Ingredients
- 1/3 cup flour
- 1 tsp paprika
- 1.5 lbs round steak, sliced into thin strips
- 4 tbsp butter
- 1 onion, chopped
- 1 garlic clove, minced (or a tablespoon of minced garlic from the can - it's easier)
- 8 oz white mushrooms
- 1 tbsp lemon juice
- 2 tbsp bourbon
- 3 tbsp tomato paste
- 1.5 cups sour cream
- salt and pepper
- 2 tbsp snipped fresh chives or snipped fresh scallions and some shaved Mahon (or similar) cheese, to garnish
- Put the four and paprika in a resealable plastic bag along with salt and pepper to taste. Shake to mix, then add a few steak strips at a time and shake to coat.
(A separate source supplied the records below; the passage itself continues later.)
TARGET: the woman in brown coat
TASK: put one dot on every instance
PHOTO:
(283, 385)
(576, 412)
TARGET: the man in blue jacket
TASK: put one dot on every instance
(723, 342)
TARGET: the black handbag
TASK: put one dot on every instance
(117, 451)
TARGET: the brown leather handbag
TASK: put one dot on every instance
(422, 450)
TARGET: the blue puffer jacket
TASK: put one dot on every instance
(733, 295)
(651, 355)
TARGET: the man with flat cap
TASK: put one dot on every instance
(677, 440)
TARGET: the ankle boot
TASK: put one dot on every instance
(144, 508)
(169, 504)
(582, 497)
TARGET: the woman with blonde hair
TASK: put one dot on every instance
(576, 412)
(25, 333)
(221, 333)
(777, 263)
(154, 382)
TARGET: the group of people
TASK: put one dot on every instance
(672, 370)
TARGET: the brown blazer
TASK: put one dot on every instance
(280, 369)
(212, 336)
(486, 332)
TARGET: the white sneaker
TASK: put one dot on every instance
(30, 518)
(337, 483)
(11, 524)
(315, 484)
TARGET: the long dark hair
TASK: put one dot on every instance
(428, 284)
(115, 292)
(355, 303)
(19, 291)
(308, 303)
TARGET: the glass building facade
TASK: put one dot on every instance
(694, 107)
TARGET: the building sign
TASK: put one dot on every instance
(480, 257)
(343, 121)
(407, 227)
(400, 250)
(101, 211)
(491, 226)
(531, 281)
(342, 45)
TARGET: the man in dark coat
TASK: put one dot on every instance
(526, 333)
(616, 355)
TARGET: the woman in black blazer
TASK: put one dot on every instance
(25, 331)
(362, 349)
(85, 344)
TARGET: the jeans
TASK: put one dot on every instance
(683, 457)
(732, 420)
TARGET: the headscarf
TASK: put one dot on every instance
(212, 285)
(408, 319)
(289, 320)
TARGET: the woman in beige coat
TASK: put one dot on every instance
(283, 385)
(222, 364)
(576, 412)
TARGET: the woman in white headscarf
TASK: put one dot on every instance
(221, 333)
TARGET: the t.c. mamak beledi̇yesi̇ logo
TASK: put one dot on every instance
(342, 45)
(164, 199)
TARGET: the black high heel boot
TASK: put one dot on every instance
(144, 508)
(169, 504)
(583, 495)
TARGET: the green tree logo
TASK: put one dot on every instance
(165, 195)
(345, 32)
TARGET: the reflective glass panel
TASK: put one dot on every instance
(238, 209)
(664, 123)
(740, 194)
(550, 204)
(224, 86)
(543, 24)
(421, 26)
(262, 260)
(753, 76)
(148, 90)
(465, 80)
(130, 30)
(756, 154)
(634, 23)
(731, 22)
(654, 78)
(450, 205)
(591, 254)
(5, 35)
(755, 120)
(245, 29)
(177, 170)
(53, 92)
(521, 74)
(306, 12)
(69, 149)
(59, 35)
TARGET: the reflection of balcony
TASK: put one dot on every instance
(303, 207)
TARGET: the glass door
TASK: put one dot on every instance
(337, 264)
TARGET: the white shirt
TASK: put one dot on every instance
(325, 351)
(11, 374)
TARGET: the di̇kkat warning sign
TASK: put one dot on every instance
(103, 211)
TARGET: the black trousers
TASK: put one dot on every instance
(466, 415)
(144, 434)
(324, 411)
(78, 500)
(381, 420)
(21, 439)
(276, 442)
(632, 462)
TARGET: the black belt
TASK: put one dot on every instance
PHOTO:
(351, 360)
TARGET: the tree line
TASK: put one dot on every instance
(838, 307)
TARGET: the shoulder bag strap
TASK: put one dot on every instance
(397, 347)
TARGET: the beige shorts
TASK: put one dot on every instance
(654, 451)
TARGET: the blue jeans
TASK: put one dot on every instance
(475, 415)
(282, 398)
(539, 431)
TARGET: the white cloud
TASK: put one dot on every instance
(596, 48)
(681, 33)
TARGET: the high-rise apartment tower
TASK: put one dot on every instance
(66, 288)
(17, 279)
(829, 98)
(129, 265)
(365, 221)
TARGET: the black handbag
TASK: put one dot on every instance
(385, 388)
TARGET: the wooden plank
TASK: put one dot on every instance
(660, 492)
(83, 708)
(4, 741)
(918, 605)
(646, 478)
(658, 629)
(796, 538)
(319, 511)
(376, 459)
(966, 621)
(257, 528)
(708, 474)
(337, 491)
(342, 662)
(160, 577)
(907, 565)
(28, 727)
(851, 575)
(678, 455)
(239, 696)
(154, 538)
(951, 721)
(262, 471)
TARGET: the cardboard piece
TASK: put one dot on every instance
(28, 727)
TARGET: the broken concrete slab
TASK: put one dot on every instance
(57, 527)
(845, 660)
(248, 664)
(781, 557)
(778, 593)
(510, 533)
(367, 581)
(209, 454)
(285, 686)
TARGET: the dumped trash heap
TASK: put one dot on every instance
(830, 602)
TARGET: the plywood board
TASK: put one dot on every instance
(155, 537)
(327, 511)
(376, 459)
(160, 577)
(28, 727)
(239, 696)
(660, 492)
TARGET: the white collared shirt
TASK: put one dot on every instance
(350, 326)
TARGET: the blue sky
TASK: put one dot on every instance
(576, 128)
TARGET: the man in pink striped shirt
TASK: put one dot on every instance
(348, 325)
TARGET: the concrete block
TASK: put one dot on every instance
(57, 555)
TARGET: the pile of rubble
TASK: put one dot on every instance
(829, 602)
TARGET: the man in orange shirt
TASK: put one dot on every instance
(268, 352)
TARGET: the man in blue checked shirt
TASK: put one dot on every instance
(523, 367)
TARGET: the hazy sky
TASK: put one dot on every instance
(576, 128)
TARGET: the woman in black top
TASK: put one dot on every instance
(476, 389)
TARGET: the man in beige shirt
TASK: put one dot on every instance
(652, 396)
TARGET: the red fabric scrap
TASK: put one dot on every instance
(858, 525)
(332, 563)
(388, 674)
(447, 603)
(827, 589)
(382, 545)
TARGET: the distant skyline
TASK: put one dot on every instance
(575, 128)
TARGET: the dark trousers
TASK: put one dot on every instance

- Melt the butter in a large, heavy-bottom skillet over low heat. Add the onion and garlic and cook, stirring occasionally until softened. (About 5 minutes.)
- Increase the heat to high, add the steak strips, and cook, stirring constantly, until browned all over.
- Stir in the mushrooms, lemon juice, and bourbon, reduce the heat, and let simmer for 5 minutes.
- Stir in the tomato paste and sour cream and adjust any seasoning, if necessary. Garnish and serve immiately over pasta.
This recipe was adapted from a Beef Stroganoff recipe in The Cook's Companion, but I like mine better.